Continuity and radical change: the Swiss monetary policy and its environment

Jean-Pierre Roth, Vice Chairman of the Governing Board

Economic Forum, Winterthur, 20 January 2000, 20.01.2000

The environment in which the Swiss National operates has changed dramatically during the last few years. It is characterised by liberalisation, deregulation and an ever-increasing global interconnection. The resultant fundamental changes have affected both the product markets and the financial markets, with the changes in the financial markets having been even more dynamic. There is good reason to assume that this process will continue in the years to come or that it will even be more pronounced.

In addition to this general trend, a significant change has also taken place in Switzerland's concrete monetary environment. It is just over a year now since the euro was launched in our neighbouring countries.
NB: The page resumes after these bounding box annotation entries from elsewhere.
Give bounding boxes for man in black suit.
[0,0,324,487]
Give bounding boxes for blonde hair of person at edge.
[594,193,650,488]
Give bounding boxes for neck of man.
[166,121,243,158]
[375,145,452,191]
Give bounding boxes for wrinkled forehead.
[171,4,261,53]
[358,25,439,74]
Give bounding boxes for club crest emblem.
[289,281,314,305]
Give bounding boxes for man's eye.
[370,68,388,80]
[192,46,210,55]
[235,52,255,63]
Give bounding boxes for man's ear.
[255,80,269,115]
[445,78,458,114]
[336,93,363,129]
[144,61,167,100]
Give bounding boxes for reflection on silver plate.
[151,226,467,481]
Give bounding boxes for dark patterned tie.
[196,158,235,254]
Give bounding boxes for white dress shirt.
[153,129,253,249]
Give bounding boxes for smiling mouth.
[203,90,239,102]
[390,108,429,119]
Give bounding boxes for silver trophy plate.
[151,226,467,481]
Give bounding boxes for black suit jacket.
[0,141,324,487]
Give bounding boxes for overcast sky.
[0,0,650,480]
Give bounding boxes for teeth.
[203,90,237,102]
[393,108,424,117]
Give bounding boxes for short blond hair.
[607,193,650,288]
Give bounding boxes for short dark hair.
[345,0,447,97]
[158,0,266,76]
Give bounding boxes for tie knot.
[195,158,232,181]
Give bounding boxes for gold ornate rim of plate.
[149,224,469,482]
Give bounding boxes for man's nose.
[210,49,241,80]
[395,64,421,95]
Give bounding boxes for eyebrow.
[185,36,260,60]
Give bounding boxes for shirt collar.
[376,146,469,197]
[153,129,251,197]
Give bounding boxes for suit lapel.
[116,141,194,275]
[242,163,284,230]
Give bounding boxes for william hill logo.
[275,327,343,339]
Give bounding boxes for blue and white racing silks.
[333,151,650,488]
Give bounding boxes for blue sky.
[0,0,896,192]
The introduction of the single European currency poses a significant challenge for Switzerland in that our currency and our economy operate in a European environment that has become radically different.
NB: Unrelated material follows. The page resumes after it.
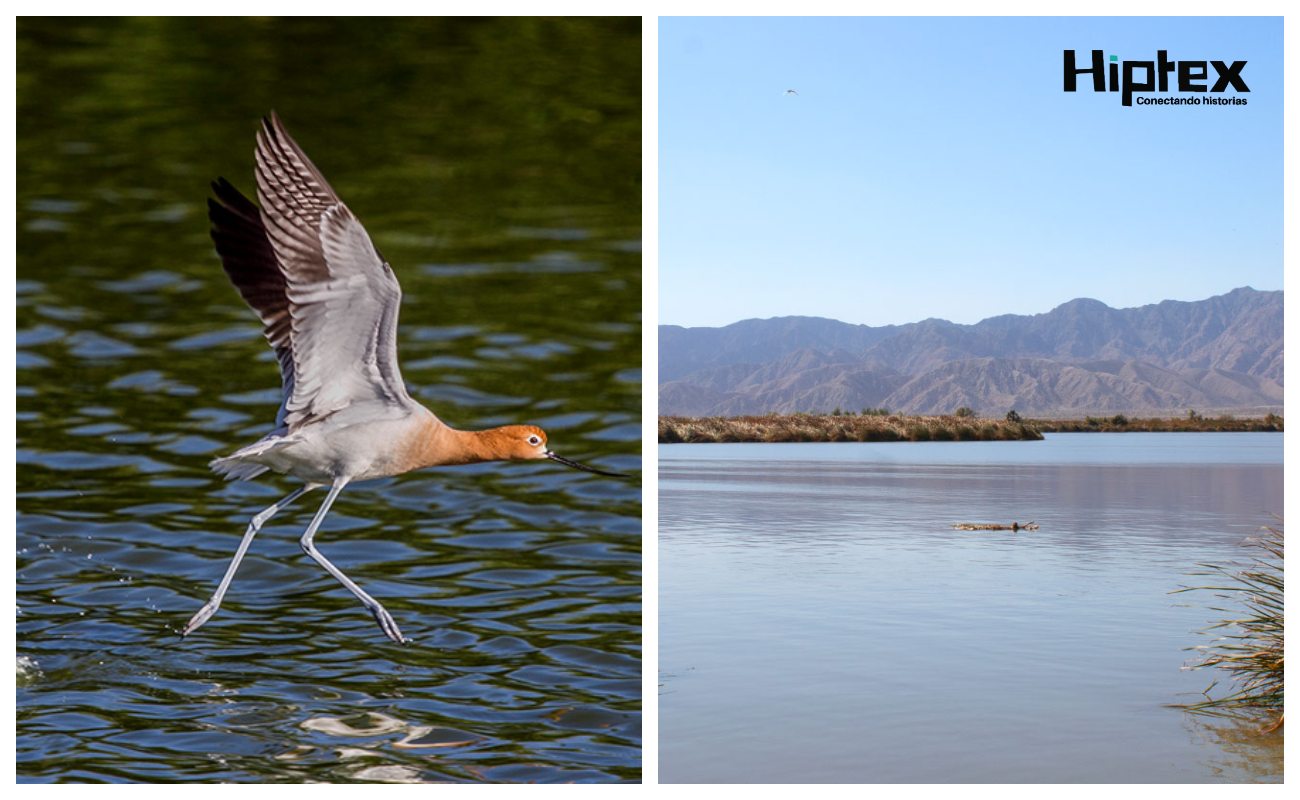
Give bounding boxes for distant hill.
[659,287,1283,416]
In terms of economic policy, the growing international integration means that the short-term development of an economy can now be steered to an even lesser degree than in the past. Favourable conditions are more important today than ever for a country to hold its own amid tougher global competition. By pursuing a policy geared toward monetary stability, the National Bank makes the best contribution for our country to prosper in the long term. In an environment where changes occur almost on a daily basis, price stability is an especially important constant factor.

Price stability can best be guaranteed if the central bank is able to act free from political pressures and if it is not confined by the constraints of a fixed exchange rate. These preconditions are currently present in Switzerland. At the same time, however, the changes in the context of monetary policy call for certain adjustments in its concrete implementation. In our new monetary policy concept, the increased transparency stands out. By publishing an inflation forecast and setting a target range for the three-month rate, we are breaking new ground, thereby meeting the demands of the market for a more efficient communication of our assessments and intentions. By embracing these innovations, we also take a certain risk. It remains to be seen how the market will deal with this new information situation. The National Bank, however, is confident that the new concept will prove to be successful in practice.